16. After accessing Employee account, I was also shocked! In profile section, the email input was showing the Employee email and not my email even though the valid email now is my email.
So it is like the UI showing Employee email, but the actual email that is used in the backend is my email.
To summarize this bug, simply an admin can takeover any employee or other admin account by modifying the change settings request and adding a new email parameter and value then resetting the password by adding employee email in the reset password input and receiving the reset link to his newly added email.
As a proof of concept, I did it on an account related to the Private program and showed them how I was able to take over their account and deny them from accessing it.
Report Timeline ::
- Apr 28, 2021: I recorded a video PoC and reported the issue to the private program on hackerone.
- Apr 29, 2021: HackerOne Team Triaged the report and decreased the severity from Critical to Medium.

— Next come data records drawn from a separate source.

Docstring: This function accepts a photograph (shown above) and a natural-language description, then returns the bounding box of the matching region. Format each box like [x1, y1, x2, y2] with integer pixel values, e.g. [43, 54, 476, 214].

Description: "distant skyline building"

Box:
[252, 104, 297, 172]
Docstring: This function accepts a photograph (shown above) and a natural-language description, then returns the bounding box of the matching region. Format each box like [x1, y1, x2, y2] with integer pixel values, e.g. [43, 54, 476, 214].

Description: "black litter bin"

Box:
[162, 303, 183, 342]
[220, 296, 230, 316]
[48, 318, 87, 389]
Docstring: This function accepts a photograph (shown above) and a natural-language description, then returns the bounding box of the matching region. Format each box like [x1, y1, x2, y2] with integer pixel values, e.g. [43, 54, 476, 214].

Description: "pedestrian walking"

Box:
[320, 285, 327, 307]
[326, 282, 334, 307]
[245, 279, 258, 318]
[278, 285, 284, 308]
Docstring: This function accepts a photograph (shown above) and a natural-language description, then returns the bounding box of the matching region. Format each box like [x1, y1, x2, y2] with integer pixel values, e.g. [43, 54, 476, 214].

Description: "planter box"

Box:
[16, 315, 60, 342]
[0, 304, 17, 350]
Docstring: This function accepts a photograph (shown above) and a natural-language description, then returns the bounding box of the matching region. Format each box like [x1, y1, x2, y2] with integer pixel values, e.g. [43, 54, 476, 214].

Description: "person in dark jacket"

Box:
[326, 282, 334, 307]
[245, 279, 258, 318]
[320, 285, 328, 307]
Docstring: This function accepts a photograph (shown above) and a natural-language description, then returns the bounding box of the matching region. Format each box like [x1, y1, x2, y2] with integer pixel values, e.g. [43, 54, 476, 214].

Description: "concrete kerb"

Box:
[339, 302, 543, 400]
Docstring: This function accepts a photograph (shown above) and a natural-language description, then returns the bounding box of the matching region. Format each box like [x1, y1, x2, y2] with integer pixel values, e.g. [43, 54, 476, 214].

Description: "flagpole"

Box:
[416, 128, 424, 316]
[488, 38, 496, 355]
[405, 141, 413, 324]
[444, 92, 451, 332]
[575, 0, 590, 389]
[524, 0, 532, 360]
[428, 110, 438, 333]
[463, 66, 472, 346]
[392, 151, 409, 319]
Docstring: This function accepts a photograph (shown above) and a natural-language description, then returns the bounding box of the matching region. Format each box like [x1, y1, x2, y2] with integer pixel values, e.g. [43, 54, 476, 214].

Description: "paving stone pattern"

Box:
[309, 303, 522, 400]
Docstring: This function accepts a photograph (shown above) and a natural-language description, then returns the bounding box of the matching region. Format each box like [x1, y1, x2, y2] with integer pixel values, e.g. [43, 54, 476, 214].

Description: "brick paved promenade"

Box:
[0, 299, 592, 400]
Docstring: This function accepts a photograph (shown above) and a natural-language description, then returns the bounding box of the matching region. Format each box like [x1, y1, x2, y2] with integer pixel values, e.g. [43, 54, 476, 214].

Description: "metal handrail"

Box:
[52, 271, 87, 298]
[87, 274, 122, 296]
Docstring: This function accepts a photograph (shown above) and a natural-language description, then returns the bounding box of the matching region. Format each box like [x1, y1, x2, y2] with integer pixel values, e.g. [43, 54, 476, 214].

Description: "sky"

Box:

- Apr 29, 2021: I asked them to reconsider the severity and to assess the bug according to the company business risk and the impact that can cause on company reputation and business.
- Mar 3, 2021: Further discussion and debate about the severity between me, HackerOne team and the Program internal team.
- Mar 25, 2021: Program Internal Team scored it as Medium describing that you have to be an admin/manager in order to take over the other accounts. And they asked me to wait for further investigation about the root cause of this issue before issuing a bounty.
- July 9, 2021: I asked for update about the issue.
- July 12, 2021: Team still investigating.
- July 21, 2021: Internal Team kept the severity as Medium. And awarded me with a total of $600 ($500 bounty + $100 bonus).
To be honest, I think that this finding deserves a Critical severity taking into consideration the impact that can cause on the whole company.
Impact here is unlimited. Any Manager or a user with Admin privileges can takeover and access any other user found under the same Company. So you can steal information, modify data, or do some malicious activities inside user accounts.
Business Logic Bugs and Bypassing Security Configurations are my favorites. I found some similar scenarios before, but this bug specifically was unique and first time I find something like that.
I am also willing to publish a writeup about a bug that I found in Apple which payed me $5000 for disclosing Apple users address information and phone numbers by chaining an IDOR with Rate Limiting.